I absolutely agree with you. 

I can't comment too much on this one, but I will say that errors were made on both sides. 

The only thing I don't like is this growing media thing (maybe I'm just imagining it) casting a negative light on firefighters/EMTs/medics that don't rush in to scenes of violent crimes. I think it's just a bad precedent and I hope that it doesn't continue to snowball. 



CAOX3 said:


> I'm really not concerned with public perception.


The only problem with that is our EMTs come from the public. If this becomes a widespread perception people might start coming in to the field thinking they have to put their safety on the back burner. 

Also our job is to be public servants. If the public perceives we're doing a bad job, then in some ways, we are.


----------



## JPINFV (Nov 11, 2010)

LucidResq said:


> The only thing I don't like is this growing media thing (maybe I'm just imagining it) casting a negative light on firefighters/EMTs/medics that don't rush in to scenes of violent crimes.
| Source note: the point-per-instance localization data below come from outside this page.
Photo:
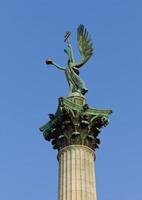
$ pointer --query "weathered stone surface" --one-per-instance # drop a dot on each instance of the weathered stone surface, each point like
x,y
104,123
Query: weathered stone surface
x,y
76,173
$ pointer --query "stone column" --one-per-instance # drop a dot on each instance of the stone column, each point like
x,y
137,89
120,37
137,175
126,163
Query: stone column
x,y
74,130
76,173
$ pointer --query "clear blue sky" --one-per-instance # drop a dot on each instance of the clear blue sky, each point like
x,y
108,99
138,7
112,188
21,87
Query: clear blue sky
x,y
32,30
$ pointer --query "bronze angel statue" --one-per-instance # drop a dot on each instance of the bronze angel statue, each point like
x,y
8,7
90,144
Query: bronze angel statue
x,y
85,46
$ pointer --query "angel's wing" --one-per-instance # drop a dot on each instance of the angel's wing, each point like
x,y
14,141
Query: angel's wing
x,y
85,45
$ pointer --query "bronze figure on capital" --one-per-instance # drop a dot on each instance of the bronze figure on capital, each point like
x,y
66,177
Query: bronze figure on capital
x,y
85,45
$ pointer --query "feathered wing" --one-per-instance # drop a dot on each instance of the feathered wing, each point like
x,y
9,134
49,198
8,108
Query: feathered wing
x,y
85,45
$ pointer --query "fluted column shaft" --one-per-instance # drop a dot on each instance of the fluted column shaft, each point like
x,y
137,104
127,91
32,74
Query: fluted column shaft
x,y
76,173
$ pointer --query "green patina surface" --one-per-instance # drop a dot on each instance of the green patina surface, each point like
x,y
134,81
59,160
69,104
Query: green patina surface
x,y
74,121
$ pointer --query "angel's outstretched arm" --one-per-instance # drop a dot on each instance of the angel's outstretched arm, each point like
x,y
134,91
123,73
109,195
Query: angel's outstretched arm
x,y
50,62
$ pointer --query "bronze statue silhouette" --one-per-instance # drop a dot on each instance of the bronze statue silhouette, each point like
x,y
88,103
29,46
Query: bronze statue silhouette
x,y
85,45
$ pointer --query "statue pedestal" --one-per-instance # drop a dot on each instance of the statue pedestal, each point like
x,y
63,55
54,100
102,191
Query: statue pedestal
x,y
73,130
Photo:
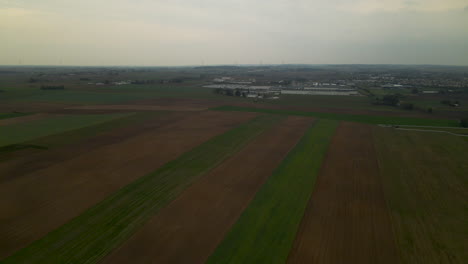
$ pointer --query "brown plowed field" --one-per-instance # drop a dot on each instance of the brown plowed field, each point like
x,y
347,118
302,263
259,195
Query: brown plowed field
x,y
36,203
21,119
346,220
190,228
31,160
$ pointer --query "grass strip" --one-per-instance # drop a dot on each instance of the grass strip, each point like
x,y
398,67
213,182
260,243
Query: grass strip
x,y
266,230
93,234
368,119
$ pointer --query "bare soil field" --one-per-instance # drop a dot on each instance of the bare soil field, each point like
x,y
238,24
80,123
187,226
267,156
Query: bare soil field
x,y
190,228
42,200
29,160
21,119
32,106
347,220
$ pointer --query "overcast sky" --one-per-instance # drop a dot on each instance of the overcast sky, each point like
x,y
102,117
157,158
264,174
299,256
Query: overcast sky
x,y
195,32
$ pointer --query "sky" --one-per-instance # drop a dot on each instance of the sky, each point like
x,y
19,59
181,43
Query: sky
x,y
212,32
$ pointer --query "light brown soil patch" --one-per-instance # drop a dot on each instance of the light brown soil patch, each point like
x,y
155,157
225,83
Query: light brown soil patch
x,y
30,160
346,220
190,228
22,119
36,203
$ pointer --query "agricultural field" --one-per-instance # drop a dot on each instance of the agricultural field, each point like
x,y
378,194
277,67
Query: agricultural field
x,y
162,170
425,183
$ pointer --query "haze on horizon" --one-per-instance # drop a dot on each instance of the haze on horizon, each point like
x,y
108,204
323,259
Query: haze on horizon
x,y
189,32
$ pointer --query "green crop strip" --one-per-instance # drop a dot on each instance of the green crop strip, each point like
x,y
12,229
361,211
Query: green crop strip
x,y
93,234
368,119
266,230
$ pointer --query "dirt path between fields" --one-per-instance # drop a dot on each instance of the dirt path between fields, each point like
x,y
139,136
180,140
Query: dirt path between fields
x,y
347,220
39,202
190,228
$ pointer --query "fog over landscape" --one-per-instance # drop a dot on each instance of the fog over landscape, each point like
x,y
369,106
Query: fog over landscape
x,y
187,32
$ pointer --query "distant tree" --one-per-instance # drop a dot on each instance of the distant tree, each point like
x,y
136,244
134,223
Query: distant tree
x,y
391,99
407,106
50,87
464,122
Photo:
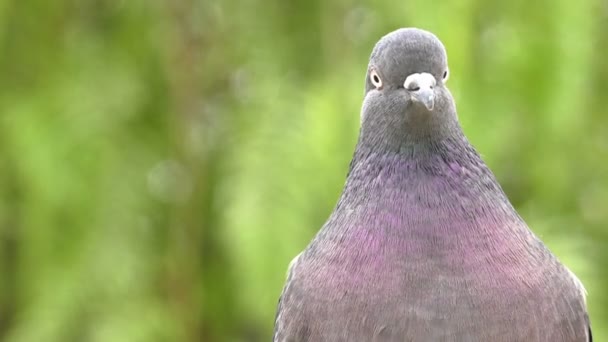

I think it's just a bad precedent and I hope that it doesn't continue to snowball.



While I agree with the sentiment, what I find interesting about this specific case is that the police on scene were saying, 'The scene is safe enough to load and leave.' I think that makes this case fundamentally different than the other recent cases. Care doesn't always need to be initiated immediately on scene. If the immediate area is secure (note, secure and safe are different), then I can agree with the argument that the best course of action is to enter, load, leave, initiate care elsewhere.


----------



## LucidResq (Nov 11, 2010)

No, I totally agree with you in reference to this current case. I guess the headline and various other dramatic spins put a bad taste in my mouth: "'Scene safe' keeps firefighters from helping man bleeding to death," especially when they selectively left out lots of details. 

but what else can you expect from the media, I suppose...


----------



## BLSBoy (Nov 12, 2010)

Staged a mile away? I hope that was a new misprint, and not actual info. 

Where do most of the assault on EMS provider incidents occur? At shooting/stabbings or at routine medical calls?
We can't clamor for more "safety" on the gory sounding ones then go solo on the ones where we get injured the most.


----------



## Aerin-Sol (Nov 12, 2010)

If the police were able to load the guy in the back of their cruiser, why didn't they arrange to meet the firefighters at a safe location?


----------



## eynonqrs (Nov 16, 2010)

Well, if the city/county/township govt's are raising bloody hell about this and the media blowing everything into left field. Here are some of my thoughts:

They should do a ride along for a week and see what :censored::censored::censored::censored: we go through. How we are overworked, underpaid [or not paid] for that matter.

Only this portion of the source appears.